Typically, a merchant who accepts credit cards pays two to four percent of each transaction to the credit card processor and then absorbs those fees.  But when a fee is nearly half the subscription price, obviously a vendor such as 2600 can't eat that amount, so they pass it on.

Looked at from one point of view, I paid nearly $39 in fees for that $27 subscription - 140 percent!  Normally I would consider myself an idiot for being taken like that.  But this is scientific research, and the costs were part of the experiment.  Looked at from another point of view, the $40 cash I put into the Bitcoin ATM became, a few months later, a $27 subscription and about $15 worth of Bitcoin, so I actually made $2 in profit - but only thanks to the outrageous rise in the Bitcoin price.

Despite the warnings, the transaction cleared in under an hour, and I soon had a nice email from 2600 indicating my new subscription had started.

But the absurdly high fees charged for every Bitcoin transaction became a deal breaker for me.  I was done.  After hitting a peak of $19,000, Bitcoin had been almost continually falling and I wanted out.  I returned to my exchange account and placed a sell order, which went through promptly.  I set up a wire transfer back to my bank (another $5 fee from the exchange, zero fee from my bank).  Six days and several emails to the exchange later, the funds finally appeared back in my bank account.  Success, and end of experiment!

Conclusions

Maybe I made some ignorant errors along the way.  Maybe I didn't do enough research, locate the most efficient services, or the best methods of exchange.  I've since learned that transaction fees can vary greatly due to network demand, which had been very high during the time of my experiment.  Like a tourist with an unfamiliar currency, I may have grossly overpaid and not understood the local customs.

In summary, I got lucky.  I achieved all the goals of the original plan and I learned a lot.  I put a total of $5,045.00 into the experiment.  With all the buying, selling, and wallet transfers, I paid about $90 in fees.  At the end of the project I had:

None of the promises of Bitcoin turned out to be true in any way.
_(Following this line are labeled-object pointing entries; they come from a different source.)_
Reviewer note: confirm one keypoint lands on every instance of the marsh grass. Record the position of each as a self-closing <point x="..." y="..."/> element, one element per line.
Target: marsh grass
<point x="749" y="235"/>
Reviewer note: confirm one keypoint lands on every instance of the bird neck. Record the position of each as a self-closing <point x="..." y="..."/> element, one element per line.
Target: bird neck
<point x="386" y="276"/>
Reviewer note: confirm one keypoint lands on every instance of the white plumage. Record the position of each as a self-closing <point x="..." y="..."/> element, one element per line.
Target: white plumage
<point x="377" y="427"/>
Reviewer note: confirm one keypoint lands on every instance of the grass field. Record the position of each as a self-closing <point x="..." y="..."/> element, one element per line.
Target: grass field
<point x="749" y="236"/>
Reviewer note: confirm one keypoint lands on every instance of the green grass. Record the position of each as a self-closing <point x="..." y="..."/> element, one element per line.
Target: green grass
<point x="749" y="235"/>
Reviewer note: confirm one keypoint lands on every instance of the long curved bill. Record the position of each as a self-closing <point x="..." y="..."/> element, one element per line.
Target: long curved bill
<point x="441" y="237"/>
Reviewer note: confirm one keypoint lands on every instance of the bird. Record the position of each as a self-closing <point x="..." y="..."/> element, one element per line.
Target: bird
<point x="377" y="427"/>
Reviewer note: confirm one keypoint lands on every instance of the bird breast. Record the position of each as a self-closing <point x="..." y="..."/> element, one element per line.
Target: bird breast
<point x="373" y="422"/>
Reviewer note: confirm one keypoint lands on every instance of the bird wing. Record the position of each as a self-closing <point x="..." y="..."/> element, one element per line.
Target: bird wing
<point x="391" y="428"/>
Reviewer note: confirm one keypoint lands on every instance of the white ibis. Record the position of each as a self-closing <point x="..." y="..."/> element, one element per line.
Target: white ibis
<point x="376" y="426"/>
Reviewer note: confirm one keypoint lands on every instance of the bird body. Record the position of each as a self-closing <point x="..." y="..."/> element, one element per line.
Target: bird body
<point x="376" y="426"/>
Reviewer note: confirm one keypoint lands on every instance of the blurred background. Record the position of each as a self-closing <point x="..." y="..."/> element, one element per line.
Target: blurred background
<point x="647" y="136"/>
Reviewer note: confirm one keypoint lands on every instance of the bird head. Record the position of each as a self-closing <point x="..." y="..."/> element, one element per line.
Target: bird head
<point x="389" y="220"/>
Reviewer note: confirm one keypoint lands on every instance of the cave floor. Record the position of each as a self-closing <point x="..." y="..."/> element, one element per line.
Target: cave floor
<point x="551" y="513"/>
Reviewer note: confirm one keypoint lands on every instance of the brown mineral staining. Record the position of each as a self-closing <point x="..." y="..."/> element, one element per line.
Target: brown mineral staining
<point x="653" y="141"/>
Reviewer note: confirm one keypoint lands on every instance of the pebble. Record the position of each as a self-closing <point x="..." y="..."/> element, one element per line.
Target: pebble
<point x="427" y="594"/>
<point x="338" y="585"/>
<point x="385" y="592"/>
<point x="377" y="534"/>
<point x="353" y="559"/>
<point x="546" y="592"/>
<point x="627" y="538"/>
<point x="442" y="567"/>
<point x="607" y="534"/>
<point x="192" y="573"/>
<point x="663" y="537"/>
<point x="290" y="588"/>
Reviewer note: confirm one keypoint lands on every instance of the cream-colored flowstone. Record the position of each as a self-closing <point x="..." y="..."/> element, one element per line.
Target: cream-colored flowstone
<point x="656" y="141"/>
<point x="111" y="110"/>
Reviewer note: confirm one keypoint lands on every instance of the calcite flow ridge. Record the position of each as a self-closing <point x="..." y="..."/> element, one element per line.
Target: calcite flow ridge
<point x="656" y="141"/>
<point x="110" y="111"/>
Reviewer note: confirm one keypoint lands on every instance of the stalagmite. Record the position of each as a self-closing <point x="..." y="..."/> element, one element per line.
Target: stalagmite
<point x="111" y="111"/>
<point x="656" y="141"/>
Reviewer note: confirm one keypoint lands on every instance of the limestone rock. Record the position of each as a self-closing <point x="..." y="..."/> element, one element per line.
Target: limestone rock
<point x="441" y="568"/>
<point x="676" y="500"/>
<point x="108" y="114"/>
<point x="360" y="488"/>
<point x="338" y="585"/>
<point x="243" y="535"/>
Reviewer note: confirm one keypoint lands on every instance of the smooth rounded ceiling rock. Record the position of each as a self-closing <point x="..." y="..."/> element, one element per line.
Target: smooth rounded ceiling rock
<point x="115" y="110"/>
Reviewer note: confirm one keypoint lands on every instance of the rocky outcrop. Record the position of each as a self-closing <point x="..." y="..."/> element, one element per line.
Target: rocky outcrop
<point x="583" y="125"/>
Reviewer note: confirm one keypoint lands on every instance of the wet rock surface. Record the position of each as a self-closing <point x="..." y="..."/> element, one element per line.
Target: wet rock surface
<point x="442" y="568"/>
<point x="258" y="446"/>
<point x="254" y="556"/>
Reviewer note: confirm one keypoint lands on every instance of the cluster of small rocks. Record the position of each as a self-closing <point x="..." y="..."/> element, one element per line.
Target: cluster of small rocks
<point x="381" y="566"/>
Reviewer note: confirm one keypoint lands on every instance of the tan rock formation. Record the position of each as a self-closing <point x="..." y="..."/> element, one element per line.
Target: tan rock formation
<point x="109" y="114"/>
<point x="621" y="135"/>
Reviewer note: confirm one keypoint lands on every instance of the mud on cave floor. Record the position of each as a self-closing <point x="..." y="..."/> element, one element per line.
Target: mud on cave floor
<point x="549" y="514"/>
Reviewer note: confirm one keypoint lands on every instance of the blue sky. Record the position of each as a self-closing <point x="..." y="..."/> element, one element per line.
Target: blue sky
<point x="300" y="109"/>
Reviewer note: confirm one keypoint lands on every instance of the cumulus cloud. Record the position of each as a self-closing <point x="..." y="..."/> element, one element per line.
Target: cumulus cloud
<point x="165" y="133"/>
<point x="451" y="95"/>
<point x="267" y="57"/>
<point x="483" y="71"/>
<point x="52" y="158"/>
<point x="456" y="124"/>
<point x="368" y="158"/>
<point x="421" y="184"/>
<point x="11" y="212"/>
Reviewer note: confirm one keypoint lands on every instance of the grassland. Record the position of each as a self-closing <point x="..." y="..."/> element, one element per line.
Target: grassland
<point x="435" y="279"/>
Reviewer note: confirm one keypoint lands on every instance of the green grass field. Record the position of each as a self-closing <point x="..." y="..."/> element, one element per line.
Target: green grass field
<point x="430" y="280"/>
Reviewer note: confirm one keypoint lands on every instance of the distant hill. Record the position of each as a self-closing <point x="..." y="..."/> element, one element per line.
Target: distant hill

Bitcoin is not anonymous, not instantaneous, and not low cost.  The outrageously variable transaction fees and lack of wide adoption make it a poor medium of exchange.  Its outrageous volatility makes it a poor medium of investment.  And, compared to racehorses or sports teams, its unpredictable behavior makes it a poor medium for even gambling!

Bitcoin's price has continued to fall, dropping below $9,000 just before I handed this story to the publisher.  So where is it now?  By the time you read this, Bitcoin may have crashed-and-burned, as many have predicted.  Or it may still be crawling along, luring the curious and uninformed to put their money into its edacious system.

But as hackers know, success comes with persistence and the willingness to revise one's plans in service of achieving the greater vision.  The fundamental concepts behind Bitcoin seem useful and necessary, and the blockchain technology offers great promise.  It remains to be seen how to best implement it all.

Maybe Bitcoin will morph into a more capable version of itself.  Perhaps it will be replaced by one of the many alternate cryptocurrencies, or one yet to be created, which will find the right combination of anonymity, security, low-cost, ease of use, consistency and efficiency.  Clearly someone needs to come up with an easy, all-in-one solution that serves the needs of the masses, and lets cryptocurrency become omnipresent, much in the way that America Online's ease of use helped email soar in popularity in the 1990s.

Perhaps a successful "AOL of Crypto" service will come from a reader of these pages.  Either way, I'll be watching and ready to experiment again when it happens.